March 10, 2006

Commentary:

Underage Drinking, San Diego Responds to the Wake Up Call

By Senator Liz Figueroa

Underage drinking leads to thousands of deaths and serious injuries in California each year. It is a leading cause of car crashes, suicide, sexual assaults, gang violence and problems at school and at home resulting in an estimated cost to state taxpayers of $7.5 billion a year.

San Diego County has a history of community involvement when it comes to educating the public about the perils of underage drinking. As Chair of the Senate Select Committee on Children, Youth and Families, I chose to refocus the spotlight from Sacramento and our state capitol — where there is a huge legislative and legal battle brewing over popular alcohol drinks – to a community that is responding aggressively towards curb youth drinking.

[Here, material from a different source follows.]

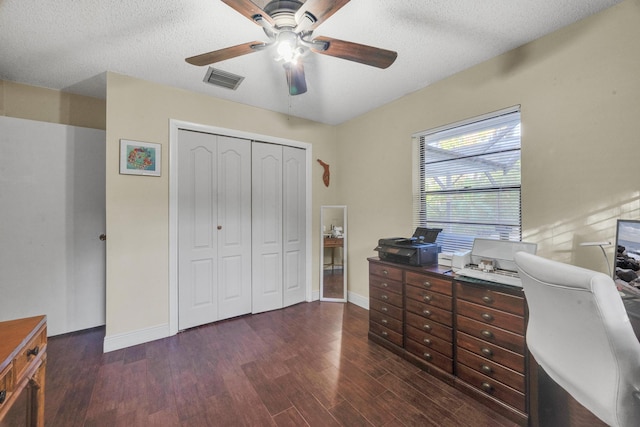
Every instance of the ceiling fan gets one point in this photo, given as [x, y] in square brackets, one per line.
[289, 24]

Today’s (March 10), day long hearing at the San Diego County Administration Building will focus on the causes, effects and preventative measures relevant to youth drinking including the growing popularity of flavored malt beverages, commonly known as Alcopops.

These soda-like, sweet, fruity drinks, such as — Smirnoff Ice, Mike’s Hard Lemonade, Bacardi Silver, Seagram’s Coolers, Jack Daniel’s County Coolers, Zima, Sky Blue and Lynchburg Lemonade – have become the choice of drink for underage drinkers, especially for young girls.

Studies show that 16 percent of 8th grade girls; and 25 percent of 10th grade girls are drinking Alcopops. Many senior high school girls are following the footsteps of college sisters by becoming weekend binge drinkers.

Though these types of drinks begin their manufacturing process with a beer base, all beer product is removed and hard liquor is added. Most contain the same level of alcohol as one straight shot of booze. Not only is the alcohol taste masked by their sweet, soda pop taste, it appears Alcopops packaging is designed to catch the attention of young people.

Beside the fact that more and more kids are drinking Alcopops and even though they contain distilled alcohol, California classifies them as a beer product and the alcohol industry is fighting to keep it that way.

By allowing Alcopops to be sold as beer they are cheaper and more available. They are sold in more than 15,000 convenience stores and mini-marts that typically are located in residential neighborhoods where teens often congregate and can be advertised on television, the most persuasive means of marketing.

Beside all the industry’s marketing strategies and advantages, California is taking a substantial hit due to lost tax revenue. Beer is taxed at .20 cents a gallon compared to $3.30 a gallon for hard liquor. This tax loss is costing California an estimated $40 million each year, money that could be used for health and safety related efforts.

That’s the bad news. On the positive side, I am a principle co-author of two legislative proposals that will help curb youth drinking. Senate Bill 1180 (Migden) addresses the current marketing practices and Assembly Bill 2013 (Saldana) will re-classify the drinks for what they truly are, distilled spirits and allow the state to tax them accordingly. In addition, a statewide coalition of community advocates has filed a lawsuit against the California Department of Alcohol Beverage Control Board to legally force the reclassification which I fully support.

California must fight the industries’ attempt to keep the status quo and follow San Diego’s example of aggressively addressing underage drinking. For the sake of our youth, we need to do as much as we can to take Alcopops out of the easy reach of kids. Protecting our youth, not the narrow economic interest of Alcopop makers, should be the state’s top priority in determining how best to regulate and tax these products.

Senator Liz Figueroa (D-Fremont) represents the Senate 10th District.